The room went very quiet.

“Not now,” Corgan said, and it was just in a quiet voice, but I have never been so afraid in my life because there was violence in this very ordinary voice, sudden and terrible. I swallowed, and it felt like something was stuck in my throat.

“Sorry,” I said. “But I have been taken from the street, brought here like I am a prisoner, and I do not know anything.”

“Do you not?” Corgan said. “Well, we’ll see.”

Again the silence. I did not like the men standing behind me. I could not see what they were doing.
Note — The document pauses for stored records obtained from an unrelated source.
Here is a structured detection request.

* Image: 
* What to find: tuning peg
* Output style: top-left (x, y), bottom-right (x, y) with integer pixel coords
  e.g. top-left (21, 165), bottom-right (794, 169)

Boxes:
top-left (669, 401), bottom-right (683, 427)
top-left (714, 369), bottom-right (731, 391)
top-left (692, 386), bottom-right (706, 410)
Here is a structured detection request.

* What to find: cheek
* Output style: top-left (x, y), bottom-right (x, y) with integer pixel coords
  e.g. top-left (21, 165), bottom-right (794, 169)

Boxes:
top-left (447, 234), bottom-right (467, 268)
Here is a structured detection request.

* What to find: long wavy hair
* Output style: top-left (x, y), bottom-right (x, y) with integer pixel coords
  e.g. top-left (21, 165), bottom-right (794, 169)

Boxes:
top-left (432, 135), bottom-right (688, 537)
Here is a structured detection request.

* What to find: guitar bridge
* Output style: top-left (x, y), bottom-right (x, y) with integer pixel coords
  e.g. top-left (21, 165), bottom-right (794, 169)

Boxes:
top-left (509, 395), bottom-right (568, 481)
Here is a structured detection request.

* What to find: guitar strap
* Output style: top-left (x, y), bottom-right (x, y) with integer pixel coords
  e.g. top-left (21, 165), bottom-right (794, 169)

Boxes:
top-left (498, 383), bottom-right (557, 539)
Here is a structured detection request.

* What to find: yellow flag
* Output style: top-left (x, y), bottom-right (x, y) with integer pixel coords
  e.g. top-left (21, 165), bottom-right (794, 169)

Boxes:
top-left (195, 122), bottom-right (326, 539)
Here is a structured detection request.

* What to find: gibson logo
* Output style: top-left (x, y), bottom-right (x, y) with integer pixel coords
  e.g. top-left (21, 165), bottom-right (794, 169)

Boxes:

The man who was sat in the chair reached his hands out in front of him, and made his knuckles crack.

“I want to know about your friend,” Corgan said.

“My friend?”

“Your friend. The one you work with. Sean.”

I swallowed again. Innocent Anna, innocent. “Sean? What has Sean got to do with any of this? I just worked with him, he is nothing to do with your world.”

“Is he not?”

I looked from Corgan to the man I did not know, and back. I hoped that I looked confused. “Please, I do not understand.”

“Don’t play stupid,” Corgan said. “It doesn’t suit you, and it doesn’t fool anyone. So where is your friend then?”

“Sean is nothing to do with you.”

“Oh, he is,” Corgan said. “He most certainly is. Where is he?”

“I—I do not know.”

Corgan arched an eyebrow.

“He—he’s gone,” I said. “I do not know...I think he is not well. He has done this before, he told me. Sometimes he just has to move on.”

“And he didn’t tell you?” Nicky’s voice came from behind me. “Your friend—if that’s all he is—and he didn’t tell you he was going?”

“I guess I am finding out that we are not as close as I thought,” I said.

“I wonder,” Corgan said. “I wonder. See, what bothers me Anna, is your friend Sean’s disappearing act.”

“I do not understand.”

“So you keep saying. You seen Elena?”

That was where I nearly gave it away. I bit down on the edge of my tongue, took a breath. Play it confused Anna, keep it confused. “Not for a couple of days. We had coffee, a couple of days ago.”